Frankly, this is just crazy. It is crazy to ignore one of the best films in the franchise due some imagined inconsistencies.

Enterprise is a training vessel because it is an old ship with new tech. Perfect for training cadets.
It will be decommissioned because it is old and took hell of a beating.
Kirk is still in the desk job in the beginning of TWOK, because him taking command in TMP was just a temporary thing.
 
Its an interesting mental excercise, at least - an alternate universe, where instead of the Monster Maroons, we get further refinements (and tones) to the TMP uniforms; Aesthetically, things can go in any direction. We get Kirk remaining a Captain and continuing the missions indefinitely, with a wide open future and universe to reimagine in - the true Phase II missions coming after TMP; Khan could have survived and flourished as envisioned at the end of Space Seed... a whole new direction and timeline ripe for exploration. I can dig it.

Although, now it makes me want to see all of the events of Wrath of Khan done on the TOS bridge.... since its the same old ship....

God, if the crackdown on fan films wasn't under way, how amazing would it be to see the STC crew replicate TWOK, line for line, with TOS aesthetics throughout?!?!
 
So they ditched the entire crew for two weeks?

I don't think the entire crew is gone. If you go by uniforms, there seems to be a fair amount of "regular" uniforms and colors about. McCoy says it would be easier to put an experienced crew aboard, but that could mean an entire crew, not a part-experienced, part-trainee crew.

As for what to do with the rest of the assigned crew, the US Navy used to send as many of them as needed to temporary duty elsewhere to make room for midshipmen on training cruises.

https://www.navysite.de/cruisebooks/ca133-49/index.html
https://www.navysite.de/cruisebooks/cv33-47/index.html
https://www.navysite.de/cruisebooks/cv15-472/index_001.htm
 
Enterprise is a training vessel because it is an old ship with new tech.

Well, according to dialogue in TMP, "This is an almost totally new Enterprise." Not merely the old ship with new tech.

Kirk is still in the desk job in the beginning of TWOK, because him taking command in TMP was just a temporary thing.

Does anyone else here really think that Kirk would have gone back to a desk job, willingly or otherwise, once Vger was dealt with?
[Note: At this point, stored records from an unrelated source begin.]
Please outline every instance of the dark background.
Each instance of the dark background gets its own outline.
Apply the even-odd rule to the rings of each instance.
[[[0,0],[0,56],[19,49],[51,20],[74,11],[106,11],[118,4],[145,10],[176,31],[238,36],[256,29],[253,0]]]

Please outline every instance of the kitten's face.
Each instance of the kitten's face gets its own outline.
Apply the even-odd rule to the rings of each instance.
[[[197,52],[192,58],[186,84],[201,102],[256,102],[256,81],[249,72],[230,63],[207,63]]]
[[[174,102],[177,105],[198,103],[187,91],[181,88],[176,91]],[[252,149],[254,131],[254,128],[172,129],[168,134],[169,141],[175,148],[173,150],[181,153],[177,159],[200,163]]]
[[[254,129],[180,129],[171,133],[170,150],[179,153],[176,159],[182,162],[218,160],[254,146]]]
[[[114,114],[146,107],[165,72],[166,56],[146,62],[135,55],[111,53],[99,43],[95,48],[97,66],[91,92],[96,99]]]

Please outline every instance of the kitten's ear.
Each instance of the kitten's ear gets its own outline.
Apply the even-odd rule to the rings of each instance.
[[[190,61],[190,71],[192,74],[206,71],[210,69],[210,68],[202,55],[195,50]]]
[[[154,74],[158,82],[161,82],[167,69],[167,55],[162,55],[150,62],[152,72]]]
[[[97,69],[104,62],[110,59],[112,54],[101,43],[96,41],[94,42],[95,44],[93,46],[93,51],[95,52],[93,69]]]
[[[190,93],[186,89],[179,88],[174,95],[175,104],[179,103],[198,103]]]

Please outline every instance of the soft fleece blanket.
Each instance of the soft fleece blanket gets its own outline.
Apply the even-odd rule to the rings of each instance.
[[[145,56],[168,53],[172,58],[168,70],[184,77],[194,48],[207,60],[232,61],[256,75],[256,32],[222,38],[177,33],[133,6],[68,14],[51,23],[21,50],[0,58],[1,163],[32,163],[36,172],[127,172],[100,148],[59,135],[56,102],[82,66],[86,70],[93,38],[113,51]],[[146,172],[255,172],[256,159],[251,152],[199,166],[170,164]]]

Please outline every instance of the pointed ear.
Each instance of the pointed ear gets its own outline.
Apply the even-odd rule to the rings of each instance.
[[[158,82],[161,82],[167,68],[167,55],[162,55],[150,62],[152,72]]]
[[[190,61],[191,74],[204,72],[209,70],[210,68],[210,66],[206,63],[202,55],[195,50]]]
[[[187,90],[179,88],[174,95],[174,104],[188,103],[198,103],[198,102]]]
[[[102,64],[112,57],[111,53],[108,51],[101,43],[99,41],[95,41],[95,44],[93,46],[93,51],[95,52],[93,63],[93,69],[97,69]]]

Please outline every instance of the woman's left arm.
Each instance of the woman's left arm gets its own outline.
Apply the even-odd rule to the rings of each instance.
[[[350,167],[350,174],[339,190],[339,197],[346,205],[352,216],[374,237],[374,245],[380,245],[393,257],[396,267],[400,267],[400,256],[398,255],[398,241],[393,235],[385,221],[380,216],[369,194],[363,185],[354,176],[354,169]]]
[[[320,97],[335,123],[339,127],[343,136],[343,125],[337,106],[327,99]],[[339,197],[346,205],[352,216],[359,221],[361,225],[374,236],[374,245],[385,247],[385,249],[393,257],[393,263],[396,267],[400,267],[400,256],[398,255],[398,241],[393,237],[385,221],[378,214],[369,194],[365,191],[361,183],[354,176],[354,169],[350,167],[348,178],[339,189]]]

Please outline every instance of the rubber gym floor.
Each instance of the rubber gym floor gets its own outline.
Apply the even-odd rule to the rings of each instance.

To me it's plainly obvious that if TMP had been the big hit Paramount hoped for, Kirk would have remained in command for a sequel. Surely the final scene of TMP suggests nothing other than that the crew would go on to other missions, after a shakedown. Who in Starfleet, after Kirk and crew save the entire planet, wouldn't gladly give Kirk command on a permanent basis, especially since Captain Decker isn't available any longer?

I simply consider TMP to be an alternative-universe adventure, hence I don't have to concern myself with trying to justify incompatible timelines.